FLSA Exempt Test

Employees must take the FLSA Exempt Test in order to qualify for exemption under FLSA. An employee must be able to meet certain tests as to their job duties and be paid on a salaried basis at no less than $913 a week. Employees must also meet the duties test to be considered as exempt. Job titles do not determine exempted status.

Exclusions from FLSA coverage

Certain jobs may have a complete exclusion from coverage under the overtime rules of the FLSA. There are two types of complete exclusion, and some jobs are specifically excluded from the statute. Another kind of exclusion regards jobs that are governed by another specific federal labor law. If that job is governed by a specific labor law, the FLSA does not apply.

Exempt or Nonexempt

Employees whose jobs are covered by the FLSA are exempt or nonexempt. Most employees are considered nonexempt based on what they are paid, how they are paid, and the type of work they do. A nonexempt employee must be paid minimum wage and overtime pay for any hours worked beyond 40 hours in a single week. Overtime pay is one and a half times the employee's regular hourly rate. A nonexempt employee that is treated as exempt in that they're off the clock hours are not properly recorded and compensated has the right to file an overtime claim with the FSLA.

Salary Basis Test

An employee is considered paid on a salary basis if they have a guaranteed minimum amount of money they are paid when they perform their job duties. Base pay cannot be reduced if an employee performs less work than normal or the quality or quantity of their work suffers for various reasons. An employer can dock the base pay for disciplinary suspensions, personal leave, sick leave, and any other leave the employee may have taken. None of these salary reductions change the status of an exempt employee.

The Duties Test

An employee who can meet the salary level and salary basis tests is considered exempt only if they also perform exempt job duties. Exemptions are typically limited to employees who perform at a high level of work. They fall into three categories that include:

  • Executive
  • Professional
  • Administrative

Exempt Executive Job Duties

Job duties are considered exempt executive job duties if the employee regularly supervises two or more employees and also has management as the primary duty of the position. They may have input into the job status of other employees such as hiring, assignments, termination, or promotions. Someone who is just a supervisor and has little to no oversight of employees is not considered exempt.
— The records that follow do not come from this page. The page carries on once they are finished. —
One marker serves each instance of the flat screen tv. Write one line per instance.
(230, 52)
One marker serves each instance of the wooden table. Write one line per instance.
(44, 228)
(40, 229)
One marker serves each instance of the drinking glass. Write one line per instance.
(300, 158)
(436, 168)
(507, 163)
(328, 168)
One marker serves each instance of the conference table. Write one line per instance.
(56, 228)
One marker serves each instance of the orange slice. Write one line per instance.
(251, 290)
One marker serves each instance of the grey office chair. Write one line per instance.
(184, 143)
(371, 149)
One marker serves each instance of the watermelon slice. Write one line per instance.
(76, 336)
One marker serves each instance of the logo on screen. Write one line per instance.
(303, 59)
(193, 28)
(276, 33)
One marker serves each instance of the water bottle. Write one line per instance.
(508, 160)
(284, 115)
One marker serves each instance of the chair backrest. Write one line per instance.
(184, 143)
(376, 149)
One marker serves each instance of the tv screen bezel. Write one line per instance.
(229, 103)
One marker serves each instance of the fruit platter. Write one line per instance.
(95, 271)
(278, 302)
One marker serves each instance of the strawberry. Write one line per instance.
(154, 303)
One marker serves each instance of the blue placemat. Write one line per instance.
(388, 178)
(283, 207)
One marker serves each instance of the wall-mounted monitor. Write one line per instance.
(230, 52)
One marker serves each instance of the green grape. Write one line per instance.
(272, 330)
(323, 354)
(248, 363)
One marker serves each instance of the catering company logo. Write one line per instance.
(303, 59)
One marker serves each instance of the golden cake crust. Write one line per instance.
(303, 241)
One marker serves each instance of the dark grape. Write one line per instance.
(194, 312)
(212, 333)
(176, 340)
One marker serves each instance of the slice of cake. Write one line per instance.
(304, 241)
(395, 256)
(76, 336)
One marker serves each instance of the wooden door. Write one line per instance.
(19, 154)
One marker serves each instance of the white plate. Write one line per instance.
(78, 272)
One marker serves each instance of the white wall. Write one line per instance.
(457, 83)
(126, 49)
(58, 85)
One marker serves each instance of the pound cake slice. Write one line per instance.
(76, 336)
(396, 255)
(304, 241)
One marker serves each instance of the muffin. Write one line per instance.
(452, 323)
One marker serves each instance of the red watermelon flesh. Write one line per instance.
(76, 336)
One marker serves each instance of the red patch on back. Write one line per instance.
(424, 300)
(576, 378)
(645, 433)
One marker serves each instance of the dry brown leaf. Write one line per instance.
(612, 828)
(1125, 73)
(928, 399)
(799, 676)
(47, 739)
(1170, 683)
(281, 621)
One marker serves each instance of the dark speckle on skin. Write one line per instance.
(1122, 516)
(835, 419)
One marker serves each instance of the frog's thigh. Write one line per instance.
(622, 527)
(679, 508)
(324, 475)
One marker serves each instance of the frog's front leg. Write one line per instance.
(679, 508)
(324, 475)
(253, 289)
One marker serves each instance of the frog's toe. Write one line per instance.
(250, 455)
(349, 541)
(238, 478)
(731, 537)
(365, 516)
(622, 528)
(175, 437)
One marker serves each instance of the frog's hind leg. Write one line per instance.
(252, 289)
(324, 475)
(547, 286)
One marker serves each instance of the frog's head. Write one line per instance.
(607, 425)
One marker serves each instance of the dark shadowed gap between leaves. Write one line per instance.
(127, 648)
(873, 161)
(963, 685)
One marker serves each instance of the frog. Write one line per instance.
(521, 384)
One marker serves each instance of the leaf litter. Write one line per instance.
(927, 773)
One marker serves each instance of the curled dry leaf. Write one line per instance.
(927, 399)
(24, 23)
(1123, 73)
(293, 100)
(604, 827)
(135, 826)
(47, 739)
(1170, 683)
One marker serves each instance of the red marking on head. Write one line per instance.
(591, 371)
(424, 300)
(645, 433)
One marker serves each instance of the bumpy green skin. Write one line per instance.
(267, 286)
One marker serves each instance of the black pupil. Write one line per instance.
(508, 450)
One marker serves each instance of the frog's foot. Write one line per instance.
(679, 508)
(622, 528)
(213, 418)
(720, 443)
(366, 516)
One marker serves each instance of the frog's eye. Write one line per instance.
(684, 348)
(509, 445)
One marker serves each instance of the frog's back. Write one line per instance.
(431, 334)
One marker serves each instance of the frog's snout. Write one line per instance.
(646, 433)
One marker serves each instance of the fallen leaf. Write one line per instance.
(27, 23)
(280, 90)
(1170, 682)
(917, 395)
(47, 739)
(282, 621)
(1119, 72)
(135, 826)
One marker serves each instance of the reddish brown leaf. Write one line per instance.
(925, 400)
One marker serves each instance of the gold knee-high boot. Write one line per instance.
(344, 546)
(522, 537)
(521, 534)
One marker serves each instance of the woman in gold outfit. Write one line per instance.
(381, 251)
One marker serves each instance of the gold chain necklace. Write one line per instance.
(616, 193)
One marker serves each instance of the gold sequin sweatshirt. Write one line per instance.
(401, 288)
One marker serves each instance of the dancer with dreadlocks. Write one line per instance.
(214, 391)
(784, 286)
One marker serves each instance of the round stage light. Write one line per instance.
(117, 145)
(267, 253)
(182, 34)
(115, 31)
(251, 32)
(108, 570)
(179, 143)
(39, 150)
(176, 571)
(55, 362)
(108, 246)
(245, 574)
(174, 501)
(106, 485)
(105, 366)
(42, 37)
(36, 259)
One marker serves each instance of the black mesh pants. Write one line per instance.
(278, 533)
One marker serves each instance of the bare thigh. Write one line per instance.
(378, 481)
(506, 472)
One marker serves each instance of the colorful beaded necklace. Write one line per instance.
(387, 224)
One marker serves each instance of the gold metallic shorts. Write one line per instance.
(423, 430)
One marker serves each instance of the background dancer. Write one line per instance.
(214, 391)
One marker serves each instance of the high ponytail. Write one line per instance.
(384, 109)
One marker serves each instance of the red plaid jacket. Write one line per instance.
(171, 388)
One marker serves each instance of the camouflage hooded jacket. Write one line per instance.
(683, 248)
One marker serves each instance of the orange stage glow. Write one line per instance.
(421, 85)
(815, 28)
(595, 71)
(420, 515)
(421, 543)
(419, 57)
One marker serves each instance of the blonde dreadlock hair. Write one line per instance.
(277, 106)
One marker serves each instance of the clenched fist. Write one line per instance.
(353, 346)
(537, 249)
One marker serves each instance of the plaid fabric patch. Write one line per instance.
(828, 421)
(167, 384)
Exempt Administrative Job Duties

A special rule for business owners involves an employee who owns at least 20 percent equity interest in the business in which they are employed, regardless of the type of business organization and who is active in its management. This person is considered a true exempt executive.
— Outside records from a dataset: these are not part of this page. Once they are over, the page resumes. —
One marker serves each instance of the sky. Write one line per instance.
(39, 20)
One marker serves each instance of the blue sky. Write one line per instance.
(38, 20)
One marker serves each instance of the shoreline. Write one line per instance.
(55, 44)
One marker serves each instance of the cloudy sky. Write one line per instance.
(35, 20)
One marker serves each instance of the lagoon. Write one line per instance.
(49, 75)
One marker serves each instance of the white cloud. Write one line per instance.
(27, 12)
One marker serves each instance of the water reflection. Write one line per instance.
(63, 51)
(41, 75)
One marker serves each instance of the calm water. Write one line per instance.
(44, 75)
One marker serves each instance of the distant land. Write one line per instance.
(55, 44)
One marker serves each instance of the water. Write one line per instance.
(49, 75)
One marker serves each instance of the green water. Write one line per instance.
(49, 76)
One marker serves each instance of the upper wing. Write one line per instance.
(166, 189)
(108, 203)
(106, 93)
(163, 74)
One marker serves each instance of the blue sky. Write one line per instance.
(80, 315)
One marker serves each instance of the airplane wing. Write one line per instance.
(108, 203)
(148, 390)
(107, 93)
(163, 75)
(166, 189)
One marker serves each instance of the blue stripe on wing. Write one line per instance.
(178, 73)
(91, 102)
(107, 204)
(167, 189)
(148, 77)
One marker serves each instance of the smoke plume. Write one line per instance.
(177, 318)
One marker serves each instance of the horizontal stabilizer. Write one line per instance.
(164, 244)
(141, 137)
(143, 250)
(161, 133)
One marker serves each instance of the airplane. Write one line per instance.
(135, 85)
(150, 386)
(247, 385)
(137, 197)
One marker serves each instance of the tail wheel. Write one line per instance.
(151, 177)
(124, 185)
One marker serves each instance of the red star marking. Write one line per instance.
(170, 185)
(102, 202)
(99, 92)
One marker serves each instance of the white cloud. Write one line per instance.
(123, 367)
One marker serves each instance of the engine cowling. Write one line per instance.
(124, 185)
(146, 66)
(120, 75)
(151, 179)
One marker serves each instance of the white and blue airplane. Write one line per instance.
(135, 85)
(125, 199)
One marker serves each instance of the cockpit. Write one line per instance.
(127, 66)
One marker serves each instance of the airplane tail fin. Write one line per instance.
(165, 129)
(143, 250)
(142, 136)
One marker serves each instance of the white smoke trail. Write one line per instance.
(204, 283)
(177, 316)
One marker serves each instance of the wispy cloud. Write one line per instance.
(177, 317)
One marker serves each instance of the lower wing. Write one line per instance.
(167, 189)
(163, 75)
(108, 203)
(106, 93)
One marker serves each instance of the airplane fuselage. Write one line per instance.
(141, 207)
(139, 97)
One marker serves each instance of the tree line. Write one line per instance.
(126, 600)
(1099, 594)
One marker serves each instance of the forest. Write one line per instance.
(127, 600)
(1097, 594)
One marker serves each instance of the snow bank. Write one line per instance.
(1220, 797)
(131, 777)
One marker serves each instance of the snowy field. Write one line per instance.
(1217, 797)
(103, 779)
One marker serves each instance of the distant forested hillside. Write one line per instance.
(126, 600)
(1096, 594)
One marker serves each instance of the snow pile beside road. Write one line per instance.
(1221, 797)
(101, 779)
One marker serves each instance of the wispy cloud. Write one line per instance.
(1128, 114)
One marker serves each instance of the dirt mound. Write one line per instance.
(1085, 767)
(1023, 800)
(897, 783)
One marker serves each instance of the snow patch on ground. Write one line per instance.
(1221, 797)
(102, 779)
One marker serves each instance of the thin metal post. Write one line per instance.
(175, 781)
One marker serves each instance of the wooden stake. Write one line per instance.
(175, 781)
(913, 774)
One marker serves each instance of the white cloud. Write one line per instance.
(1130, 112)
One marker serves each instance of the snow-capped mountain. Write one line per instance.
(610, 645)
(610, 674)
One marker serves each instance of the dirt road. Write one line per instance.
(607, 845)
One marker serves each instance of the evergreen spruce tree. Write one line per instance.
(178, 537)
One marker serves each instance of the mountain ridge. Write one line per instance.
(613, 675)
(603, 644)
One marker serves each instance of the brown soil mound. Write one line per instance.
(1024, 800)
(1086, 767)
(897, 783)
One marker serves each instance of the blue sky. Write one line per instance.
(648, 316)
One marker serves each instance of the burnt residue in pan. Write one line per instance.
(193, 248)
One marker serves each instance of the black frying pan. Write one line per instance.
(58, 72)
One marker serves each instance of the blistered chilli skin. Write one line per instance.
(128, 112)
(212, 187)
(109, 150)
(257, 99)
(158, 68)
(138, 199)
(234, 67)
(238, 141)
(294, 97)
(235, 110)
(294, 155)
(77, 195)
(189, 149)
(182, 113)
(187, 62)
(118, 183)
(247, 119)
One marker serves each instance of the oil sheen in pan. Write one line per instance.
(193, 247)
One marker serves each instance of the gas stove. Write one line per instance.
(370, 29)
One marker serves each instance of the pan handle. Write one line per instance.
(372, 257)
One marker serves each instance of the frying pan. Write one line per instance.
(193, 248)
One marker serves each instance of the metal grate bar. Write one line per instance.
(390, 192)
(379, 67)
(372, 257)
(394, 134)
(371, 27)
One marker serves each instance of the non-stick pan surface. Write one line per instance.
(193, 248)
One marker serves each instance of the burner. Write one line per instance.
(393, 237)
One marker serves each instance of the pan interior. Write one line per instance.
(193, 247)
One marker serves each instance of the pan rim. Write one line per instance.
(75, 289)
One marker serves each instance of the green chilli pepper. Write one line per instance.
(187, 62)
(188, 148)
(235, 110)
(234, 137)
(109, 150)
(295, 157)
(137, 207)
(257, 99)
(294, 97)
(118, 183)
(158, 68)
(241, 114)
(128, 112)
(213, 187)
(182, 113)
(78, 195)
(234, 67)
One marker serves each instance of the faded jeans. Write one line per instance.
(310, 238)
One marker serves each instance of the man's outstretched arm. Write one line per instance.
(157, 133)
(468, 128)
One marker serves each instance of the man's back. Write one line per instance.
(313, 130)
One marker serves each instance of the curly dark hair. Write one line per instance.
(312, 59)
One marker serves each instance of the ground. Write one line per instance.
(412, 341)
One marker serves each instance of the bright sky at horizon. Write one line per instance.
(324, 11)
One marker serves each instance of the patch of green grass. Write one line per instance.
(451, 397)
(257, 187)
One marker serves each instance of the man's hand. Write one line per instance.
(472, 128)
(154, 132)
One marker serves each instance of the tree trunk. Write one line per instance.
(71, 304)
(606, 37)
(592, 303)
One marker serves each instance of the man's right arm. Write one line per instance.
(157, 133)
The employee's main job must include the performance of duties that include non-manual work that relates to the management or general business operations of the employer or the customers of the employer to qualify for this exemption. It's designed for high-level employees whose primary job duties are to keep the business in operation. Some examples of included titles position include:

  • Human Resources
  • payroll and Finance
  • Records Maintenance
  • Tax and Accounting
  • Quality Control
  • Public Relations

Exempt Professional Job Duties

Professionally exempt includes people who work in fields that are primarily intellectual, have specialized education, and requires the exercise of discretion and judgment. They must have an education that extends beyond high school and college in fields that are different from mechanical arts or skilled trades. An advanced degree is not necessary if the employee has attained a similar level of education through other means such as on the job training and experience.
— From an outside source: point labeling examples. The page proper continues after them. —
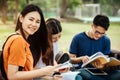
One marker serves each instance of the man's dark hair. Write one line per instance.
(101, 20)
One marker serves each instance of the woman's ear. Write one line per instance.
(21, 18)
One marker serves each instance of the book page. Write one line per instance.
(67, 64)
(97, 56)
(113, 62)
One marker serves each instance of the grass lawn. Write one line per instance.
(69, 30)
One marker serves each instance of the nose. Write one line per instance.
(34, 23)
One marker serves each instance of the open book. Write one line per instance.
(111, 61)
(66, 64)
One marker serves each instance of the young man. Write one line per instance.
(94, 40)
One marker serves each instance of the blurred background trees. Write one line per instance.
(9, 9)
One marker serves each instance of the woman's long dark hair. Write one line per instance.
(40, 43)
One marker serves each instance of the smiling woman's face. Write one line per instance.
(56, 37)
(30, 23)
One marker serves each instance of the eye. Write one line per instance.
(38, 21)
(31, 19)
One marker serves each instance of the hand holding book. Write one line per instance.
(100, 60)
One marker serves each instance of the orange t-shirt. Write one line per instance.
(17, 52)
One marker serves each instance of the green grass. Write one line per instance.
(69, 30)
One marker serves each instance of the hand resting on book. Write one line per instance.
(97, 64)
(99, 60)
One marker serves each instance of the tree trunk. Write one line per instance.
(16, 12)
(63, 9)
(4, 10)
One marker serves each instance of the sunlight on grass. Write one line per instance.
(69, 30)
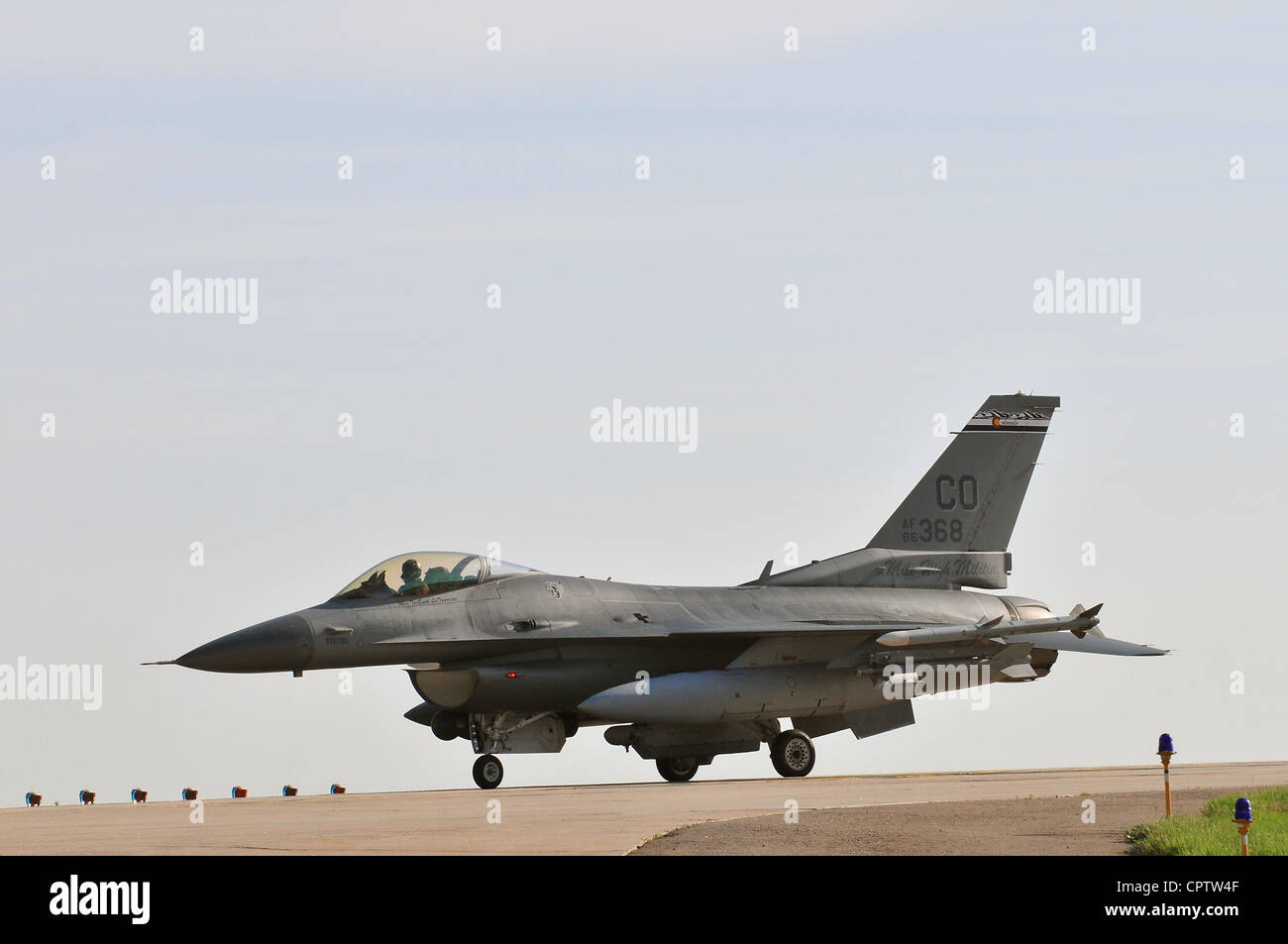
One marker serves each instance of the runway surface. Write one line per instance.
(605, 819)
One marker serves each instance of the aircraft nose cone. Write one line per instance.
(277, 646)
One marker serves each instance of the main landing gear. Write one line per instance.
(793, 754)
(488, 772)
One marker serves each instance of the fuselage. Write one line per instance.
(549, 642)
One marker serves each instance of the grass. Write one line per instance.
(1210, 831)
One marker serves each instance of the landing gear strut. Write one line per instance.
(678, 769)
(793, 754)
(488, 772)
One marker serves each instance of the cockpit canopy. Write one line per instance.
(425, 574)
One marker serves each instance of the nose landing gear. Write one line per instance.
(678, 769)
(488, 772)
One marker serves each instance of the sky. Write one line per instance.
(911, 171)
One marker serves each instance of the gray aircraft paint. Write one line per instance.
(519, 662)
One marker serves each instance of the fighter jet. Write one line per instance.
(516, 661)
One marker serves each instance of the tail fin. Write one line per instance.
(971, 496)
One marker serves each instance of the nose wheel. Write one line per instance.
(678, 769)
(488, 772)
(793, 754)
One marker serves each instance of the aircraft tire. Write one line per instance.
(678, 769)
(488, 772)
(793, 754)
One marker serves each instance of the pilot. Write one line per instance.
(438, 575)
(412, 583)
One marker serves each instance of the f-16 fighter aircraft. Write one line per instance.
(515, 661)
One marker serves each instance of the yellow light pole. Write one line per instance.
(1243, 820)
(1164, 752)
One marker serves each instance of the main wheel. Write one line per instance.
(793, 754)
(488, 772)
(678, 769)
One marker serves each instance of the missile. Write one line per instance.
(1078, 623)
(733, 694)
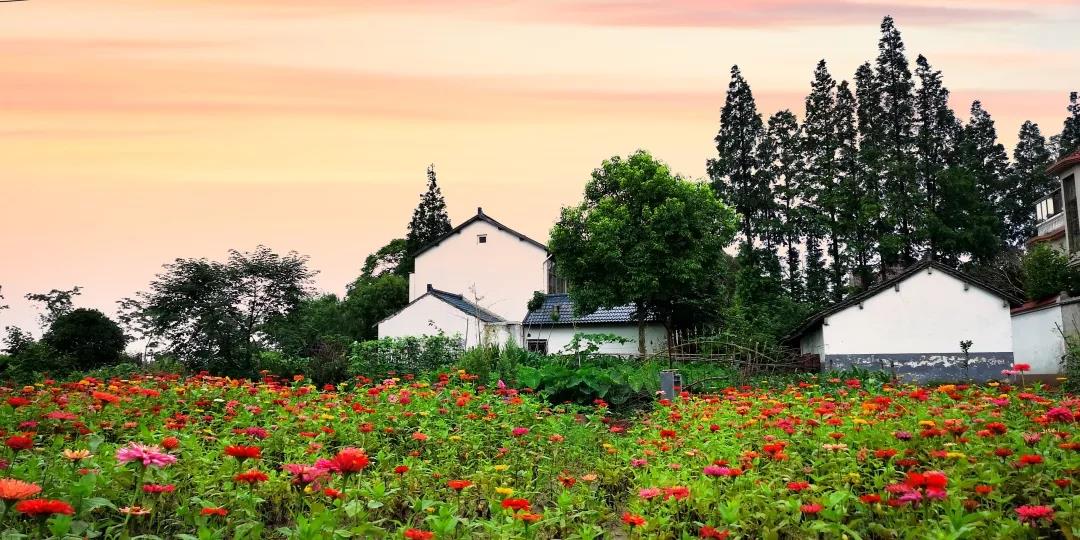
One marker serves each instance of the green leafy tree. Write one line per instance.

Rights of Exempt Employees

An exempt employee has almost no rights at all under the overtime rules of the FSLA. The only thing an exempt employee is entitled to under FLSA is receiving the full amount of the base salary in any work period in which they are performing their work duties. The FLSA does not stop an employer from requiring an exempt employee to clock in or make up lost time due to absence. Exempted employees may have rights under other laws than the FSLA through other laws, employment policies, or contracts.